Song Kai-Sheng
Department of Mathematics, The University of North Texas, Denton, TX, USA.
J Appl Stat. 2020 May 26;48(9):1603-1627. doi: 10.1080/02664763.2020.1769577. eCollection 2021.
We propose zero-inflated statistical models based on the generalized Hermite distribution for simultaneously modelling of excess zeros, over/underdispersion, and multimodality. These new models are parsimonious yet remarkably flexible allowing the covariates to be introduced directly through the mean, dispersion, and zero-inflated parameters. To accommodate the interval inequality constraint for the dispersion parameter, we present a new link function for the covariate-dependent dispersion regression model. We derive score tests for zero inflation in both covariate-free and covariate-dependent models. Both the score test and the likelihood-ratio test are conducted to examine the validity of zero inflation. The score test provides a useful tool when computing the likelihood-ratio statistic proves to be difficult. We analyse several hotel booking cancellation datasets extracted from two recently published real datasets from a resort hotel and a city hotel. These extracted cancellation datasets reveal complex features of excess zeros, over/underdispersion, and multimodality simultaneously making them difficult to analyse with existing approaches. The application of the proposed methods to the cancellation datasets illustrates the usefulness and flexibility of the models.

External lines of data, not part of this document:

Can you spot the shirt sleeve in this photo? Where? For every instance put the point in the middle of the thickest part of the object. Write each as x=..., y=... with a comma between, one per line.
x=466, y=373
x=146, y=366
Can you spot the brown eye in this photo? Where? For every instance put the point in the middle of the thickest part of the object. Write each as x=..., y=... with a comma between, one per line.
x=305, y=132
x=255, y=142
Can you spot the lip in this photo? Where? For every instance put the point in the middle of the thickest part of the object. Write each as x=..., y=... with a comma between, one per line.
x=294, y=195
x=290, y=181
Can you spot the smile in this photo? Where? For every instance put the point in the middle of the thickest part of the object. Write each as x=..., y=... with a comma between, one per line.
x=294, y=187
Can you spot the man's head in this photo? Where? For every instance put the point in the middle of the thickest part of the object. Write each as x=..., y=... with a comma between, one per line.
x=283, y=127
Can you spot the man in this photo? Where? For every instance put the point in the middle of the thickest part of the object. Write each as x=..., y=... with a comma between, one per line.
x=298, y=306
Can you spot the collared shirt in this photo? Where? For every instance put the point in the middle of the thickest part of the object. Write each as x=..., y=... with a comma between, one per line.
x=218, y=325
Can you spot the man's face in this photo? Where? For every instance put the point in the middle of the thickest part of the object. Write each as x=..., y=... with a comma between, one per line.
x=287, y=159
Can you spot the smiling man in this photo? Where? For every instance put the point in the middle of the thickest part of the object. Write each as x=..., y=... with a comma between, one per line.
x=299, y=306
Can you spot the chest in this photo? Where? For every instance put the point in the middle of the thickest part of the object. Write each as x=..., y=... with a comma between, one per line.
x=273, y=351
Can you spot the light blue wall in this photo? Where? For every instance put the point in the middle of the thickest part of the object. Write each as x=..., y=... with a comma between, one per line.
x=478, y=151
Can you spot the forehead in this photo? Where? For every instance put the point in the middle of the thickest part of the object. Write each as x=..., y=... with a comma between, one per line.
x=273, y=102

我们提出了基于广义埃尔米特分布的零膨胀统计模型,用于同时对过多的零值、过度离散/不足离散和多峰性进行建模。这些新模型简洁却极为灵活,允许通过均值、离散度和零膨胀参数直接引入协变量。为了适应离散度参数的区间不等式约束,我们为协变量相关的离散度回归模型提出了一种新的链接函数。我们推导了无协变量模型和协变量相关模型中零膨胀的得分检验。同时进行得分检验和似然比检验以检验零膨胀的有效性。当计算似然比统计量被证明困难时,得分检验提供了一个有用的工具。我们分析了从最近发表的一个度假酒店和一个城市酒店的两个真实数据集中提取的几个酒店预订取消数据集。这些提取的取消数据集同时揭示了过多零值、过度离散/不足离散和多峰性的复杂特征,使得用现有方法进行分析变得困难。所提出方法在取消数据集上的应用说明了这些模型的实用性和灵活性。